Kann einer was zu dem Monitor sagen?
Gibts bei MM gerade für 189.
Sieht interessant aus, finde nur nicht soo wirklich viel zu dem


----------



## 0ssi (18. Dezember 2018)

Im entsprechenden mydealz Thread gab es einige Erfahrungsberichte aber wie gut Overdrive und Blur Reduction abgestimmt sind kam nicht richtig zur Sprache.


----------



## xcvxc (19. Dezember 2018)

hab ihn gehabt und kurze zeit später zurückgegeben, hat mir von den farben nicht gefallen (komme von ips), entweder müssen die farben bei va so sein und sie haben mir nicht gefallen oder es lag tatsächlich an nem monitorfehler.  Werde mir jetzt den samsung c24fg73 holen...


----------



## 0ssi (19. Dezember 2018)

VA (ohne Quantum Dot) hat etwas schlechtere Farben als IPS und auch eine etwas geringere Blickwinkelstabilität wodurch die Farben zu den Rändern hin blasser wirken auch wenn curved das etwas kompensiert.
Wenn du Pech hast steckte im MSI das gleiche Samsung Panel und du wirst mit dem C24FG73 auch nicht zufrieden sein.

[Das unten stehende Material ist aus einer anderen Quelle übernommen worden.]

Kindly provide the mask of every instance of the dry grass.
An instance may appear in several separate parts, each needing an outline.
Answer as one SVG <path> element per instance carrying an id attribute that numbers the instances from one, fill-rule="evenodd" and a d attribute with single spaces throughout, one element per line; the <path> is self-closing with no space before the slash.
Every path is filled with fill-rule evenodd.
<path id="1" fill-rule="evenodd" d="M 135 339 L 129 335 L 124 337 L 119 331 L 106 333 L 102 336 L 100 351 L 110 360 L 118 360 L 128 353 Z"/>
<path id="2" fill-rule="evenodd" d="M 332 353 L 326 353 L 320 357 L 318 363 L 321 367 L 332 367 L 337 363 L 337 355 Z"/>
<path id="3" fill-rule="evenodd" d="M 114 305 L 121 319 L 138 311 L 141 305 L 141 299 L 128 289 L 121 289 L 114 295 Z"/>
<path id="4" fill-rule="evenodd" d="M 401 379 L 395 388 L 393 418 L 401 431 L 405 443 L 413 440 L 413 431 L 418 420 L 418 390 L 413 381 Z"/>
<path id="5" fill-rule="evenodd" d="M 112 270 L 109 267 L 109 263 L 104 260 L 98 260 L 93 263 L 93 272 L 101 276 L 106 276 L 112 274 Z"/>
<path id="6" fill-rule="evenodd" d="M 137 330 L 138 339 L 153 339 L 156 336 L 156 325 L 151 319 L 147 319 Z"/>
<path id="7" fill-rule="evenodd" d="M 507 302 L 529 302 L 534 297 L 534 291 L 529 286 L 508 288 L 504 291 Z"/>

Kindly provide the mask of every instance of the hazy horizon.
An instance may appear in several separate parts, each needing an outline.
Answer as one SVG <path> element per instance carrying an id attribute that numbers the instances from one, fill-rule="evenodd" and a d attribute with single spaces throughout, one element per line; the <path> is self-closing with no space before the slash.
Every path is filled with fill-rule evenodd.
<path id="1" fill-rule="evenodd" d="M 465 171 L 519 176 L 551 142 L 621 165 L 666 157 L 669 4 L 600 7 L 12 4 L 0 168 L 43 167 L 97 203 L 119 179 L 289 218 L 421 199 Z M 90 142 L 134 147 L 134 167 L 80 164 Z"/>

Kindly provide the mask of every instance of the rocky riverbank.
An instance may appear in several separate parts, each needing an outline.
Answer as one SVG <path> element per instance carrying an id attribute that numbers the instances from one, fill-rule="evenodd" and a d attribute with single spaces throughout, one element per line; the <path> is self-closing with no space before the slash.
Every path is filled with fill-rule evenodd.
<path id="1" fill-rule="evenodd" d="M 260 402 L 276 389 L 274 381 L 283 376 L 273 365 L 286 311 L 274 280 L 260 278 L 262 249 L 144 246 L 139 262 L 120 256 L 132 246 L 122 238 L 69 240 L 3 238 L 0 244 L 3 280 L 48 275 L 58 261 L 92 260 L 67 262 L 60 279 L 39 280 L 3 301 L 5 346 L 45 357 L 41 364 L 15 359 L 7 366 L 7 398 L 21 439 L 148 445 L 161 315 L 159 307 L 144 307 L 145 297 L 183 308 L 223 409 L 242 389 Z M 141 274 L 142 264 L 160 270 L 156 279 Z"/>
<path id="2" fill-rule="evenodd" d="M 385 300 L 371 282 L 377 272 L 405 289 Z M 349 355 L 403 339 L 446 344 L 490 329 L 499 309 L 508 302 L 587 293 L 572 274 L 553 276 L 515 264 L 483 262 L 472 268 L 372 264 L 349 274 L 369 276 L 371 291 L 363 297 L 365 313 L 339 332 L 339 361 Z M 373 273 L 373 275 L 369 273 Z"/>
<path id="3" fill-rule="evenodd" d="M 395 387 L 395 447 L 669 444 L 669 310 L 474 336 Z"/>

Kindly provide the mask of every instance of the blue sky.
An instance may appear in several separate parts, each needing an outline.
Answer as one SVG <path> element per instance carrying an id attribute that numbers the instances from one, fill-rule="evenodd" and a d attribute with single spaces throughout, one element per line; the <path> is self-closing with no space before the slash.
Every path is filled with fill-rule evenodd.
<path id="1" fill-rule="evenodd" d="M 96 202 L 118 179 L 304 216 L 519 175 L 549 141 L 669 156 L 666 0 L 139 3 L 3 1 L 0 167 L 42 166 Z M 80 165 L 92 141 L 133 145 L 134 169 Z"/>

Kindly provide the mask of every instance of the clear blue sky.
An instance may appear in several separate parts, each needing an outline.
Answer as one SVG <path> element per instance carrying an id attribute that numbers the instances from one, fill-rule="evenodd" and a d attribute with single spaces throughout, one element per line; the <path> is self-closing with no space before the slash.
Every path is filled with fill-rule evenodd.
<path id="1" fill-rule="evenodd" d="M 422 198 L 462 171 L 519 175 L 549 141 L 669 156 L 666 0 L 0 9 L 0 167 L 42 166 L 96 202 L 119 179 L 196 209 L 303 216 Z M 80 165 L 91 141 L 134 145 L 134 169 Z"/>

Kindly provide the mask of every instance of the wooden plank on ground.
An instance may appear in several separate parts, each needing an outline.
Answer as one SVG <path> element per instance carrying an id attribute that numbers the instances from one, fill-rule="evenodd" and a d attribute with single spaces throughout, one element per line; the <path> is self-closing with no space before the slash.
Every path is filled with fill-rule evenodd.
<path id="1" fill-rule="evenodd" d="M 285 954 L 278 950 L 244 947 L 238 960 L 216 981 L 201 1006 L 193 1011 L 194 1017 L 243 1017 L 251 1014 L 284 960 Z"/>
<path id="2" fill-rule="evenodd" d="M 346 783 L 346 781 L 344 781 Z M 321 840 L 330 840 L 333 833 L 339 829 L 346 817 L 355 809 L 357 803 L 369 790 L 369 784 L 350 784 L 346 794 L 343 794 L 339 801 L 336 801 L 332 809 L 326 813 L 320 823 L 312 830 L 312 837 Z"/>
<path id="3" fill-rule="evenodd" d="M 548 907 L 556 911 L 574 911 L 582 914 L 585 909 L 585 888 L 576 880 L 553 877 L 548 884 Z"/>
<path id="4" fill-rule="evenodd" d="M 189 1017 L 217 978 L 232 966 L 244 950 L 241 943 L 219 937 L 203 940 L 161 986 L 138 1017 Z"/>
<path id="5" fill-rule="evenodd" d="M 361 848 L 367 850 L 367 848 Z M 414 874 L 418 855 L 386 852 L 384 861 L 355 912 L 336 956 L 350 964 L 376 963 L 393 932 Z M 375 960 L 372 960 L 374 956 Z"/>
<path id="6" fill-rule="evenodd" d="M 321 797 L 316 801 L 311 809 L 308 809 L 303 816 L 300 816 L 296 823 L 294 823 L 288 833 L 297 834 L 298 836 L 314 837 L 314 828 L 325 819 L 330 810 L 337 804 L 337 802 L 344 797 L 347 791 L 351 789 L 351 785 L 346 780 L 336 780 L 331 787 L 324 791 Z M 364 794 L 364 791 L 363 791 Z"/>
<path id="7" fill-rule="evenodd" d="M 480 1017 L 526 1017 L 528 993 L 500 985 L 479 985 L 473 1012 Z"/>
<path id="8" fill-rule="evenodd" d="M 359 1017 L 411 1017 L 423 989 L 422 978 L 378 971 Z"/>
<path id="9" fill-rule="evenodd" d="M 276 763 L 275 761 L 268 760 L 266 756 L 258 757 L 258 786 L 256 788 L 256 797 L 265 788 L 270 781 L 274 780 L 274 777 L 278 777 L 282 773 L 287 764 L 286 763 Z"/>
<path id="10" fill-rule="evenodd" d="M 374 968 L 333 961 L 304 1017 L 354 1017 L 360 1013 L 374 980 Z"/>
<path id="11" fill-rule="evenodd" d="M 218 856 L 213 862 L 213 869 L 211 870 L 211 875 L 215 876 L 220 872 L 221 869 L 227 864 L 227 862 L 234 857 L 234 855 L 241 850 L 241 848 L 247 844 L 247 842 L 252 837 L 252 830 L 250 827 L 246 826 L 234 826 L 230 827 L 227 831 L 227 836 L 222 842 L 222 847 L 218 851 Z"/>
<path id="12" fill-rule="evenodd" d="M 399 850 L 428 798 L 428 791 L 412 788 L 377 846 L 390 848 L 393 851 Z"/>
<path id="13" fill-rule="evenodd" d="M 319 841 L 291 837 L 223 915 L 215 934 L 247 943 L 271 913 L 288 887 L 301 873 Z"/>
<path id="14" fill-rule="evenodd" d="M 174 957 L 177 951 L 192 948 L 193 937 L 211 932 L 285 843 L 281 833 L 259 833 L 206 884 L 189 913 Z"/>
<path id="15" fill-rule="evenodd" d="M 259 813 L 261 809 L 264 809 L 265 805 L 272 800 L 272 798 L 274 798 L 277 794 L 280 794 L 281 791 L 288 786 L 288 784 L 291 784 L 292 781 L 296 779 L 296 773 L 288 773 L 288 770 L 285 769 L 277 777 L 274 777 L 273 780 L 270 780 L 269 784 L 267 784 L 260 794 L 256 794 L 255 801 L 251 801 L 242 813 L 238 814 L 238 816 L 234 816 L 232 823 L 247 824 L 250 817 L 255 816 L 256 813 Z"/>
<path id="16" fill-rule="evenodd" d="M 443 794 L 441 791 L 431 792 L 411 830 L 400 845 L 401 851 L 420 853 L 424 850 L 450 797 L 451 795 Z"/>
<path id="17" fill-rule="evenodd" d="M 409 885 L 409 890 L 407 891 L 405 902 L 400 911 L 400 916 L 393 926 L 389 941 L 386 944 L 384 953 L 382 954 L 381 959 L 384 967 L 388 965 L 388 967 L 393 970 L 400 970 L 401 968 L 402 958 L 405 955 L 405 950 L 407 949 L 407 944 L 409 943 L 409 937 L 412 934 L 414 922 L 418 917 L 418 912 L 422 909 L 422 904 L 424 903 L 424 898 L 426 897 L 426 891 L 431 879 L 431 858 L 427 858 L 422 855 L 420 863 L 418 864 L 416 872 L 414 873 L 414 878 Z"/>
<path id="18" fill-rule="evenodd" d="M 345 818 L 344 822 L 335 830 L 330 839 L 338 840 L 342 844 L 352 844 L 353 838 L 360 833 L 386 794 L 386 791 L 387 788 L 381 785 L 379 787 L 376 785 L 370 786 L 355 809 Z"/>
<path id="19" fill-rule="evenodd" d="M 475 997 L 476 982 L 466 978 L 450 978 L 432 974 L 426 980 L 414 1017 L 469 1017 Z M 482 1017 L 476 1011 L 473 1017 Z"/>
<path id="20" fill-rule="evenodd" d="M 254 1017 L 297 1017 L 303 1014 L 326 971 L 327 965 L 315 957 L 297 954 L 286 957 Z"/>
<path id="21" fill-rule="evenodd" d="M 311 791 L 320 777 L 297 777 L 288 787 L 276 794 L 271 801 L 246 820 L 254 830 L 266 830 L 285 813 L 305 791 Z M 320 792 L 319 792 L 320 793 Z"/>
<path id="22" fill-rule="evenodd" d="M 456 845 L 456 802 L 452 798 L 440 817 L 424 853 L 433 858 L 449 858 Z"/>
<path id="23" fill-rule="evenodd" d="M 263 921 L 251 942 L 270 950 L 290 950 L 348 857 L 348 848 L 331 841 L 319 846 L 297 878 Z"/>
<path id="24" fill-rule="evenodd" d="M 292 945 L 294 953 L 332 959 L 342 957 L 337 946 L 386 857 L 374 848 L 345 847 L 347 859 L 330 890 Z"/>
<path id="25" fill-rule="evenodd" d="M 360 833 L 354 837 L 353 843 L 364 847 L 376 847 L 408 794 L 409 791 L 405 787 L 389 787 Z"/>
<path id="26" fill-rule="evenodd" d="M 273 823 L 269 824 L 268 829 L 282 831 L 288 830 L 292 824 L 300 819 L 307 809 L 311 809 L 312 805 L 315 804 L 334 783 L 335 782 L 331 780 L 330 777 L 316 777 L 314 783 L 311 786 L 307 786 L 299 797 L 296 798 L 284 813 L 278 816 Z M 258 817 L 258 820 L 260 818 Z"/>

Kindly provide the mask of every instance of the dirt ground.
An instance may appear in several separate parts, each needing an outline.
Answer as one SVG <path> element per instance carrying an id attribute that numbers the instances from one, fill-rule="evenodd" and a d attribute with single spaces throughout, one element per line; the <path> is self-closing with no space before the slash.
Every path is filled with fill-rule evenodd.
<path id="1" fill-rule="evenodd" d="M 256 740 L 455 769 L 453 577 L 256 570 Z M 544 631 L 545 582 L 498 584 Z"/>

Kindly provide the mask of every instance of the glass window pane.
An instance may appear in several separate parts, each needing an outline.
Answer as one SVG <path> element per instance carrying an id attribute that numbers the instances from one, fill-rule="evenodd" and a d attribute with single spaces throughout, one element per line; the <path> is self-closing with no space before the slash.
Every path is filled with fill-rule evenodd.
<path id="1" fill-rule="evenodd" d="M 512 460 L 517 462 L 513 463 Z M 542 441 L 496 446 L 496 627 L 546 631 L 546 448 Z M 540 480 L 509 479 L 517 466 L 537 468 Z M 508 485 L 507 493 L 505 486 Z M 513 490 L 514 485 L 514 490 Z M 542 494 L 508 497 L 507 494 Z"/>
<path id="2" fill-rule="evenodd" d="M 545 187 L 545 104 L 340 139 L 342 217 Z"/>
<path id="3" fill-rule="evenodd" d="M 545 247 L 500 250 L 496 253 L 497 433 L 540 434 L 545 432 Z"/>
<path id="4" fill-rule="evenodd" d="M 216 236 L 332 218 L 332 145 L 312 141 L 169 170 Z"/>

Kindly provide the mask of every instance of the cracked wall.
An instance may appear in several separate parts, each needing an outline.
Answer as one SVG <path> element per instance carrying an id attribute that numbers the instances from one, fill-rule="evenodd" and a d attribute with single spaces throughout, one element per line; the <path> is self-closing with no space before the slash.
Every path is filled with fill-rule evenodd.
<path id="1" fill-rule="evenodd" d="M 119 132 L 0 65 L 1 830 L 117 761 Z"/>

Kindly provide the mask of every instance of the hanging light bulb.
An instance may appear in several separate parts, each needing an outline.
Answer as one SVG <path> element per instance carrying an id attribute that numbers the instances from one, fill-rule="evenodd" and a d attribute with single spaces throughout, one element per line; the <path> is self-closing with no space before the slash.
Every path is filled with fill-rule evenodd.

VA kauft man für mehr Kontrast und einen besseren Schwarzwert bei dunklen Bildinhalten.


----------



## JoM79 (19. Dezember 2018)

Nur weil du mit QD eine höhere Farbraumabdeckung hast, werden dadurch die Farben nicht besser.
Wobei besser auch relativ ist.
Gibt genug Leute die übersättigte Farben als besser empfinden.


----------



## 0ssi (19. Dezember 2018)

Für dich sind also Farben auf einem LCD vom Paneltyp VA ohne QD bereits am besten und bei OLED bekommst du dann vermutlich einen epileptischen Farbanfall !?


----------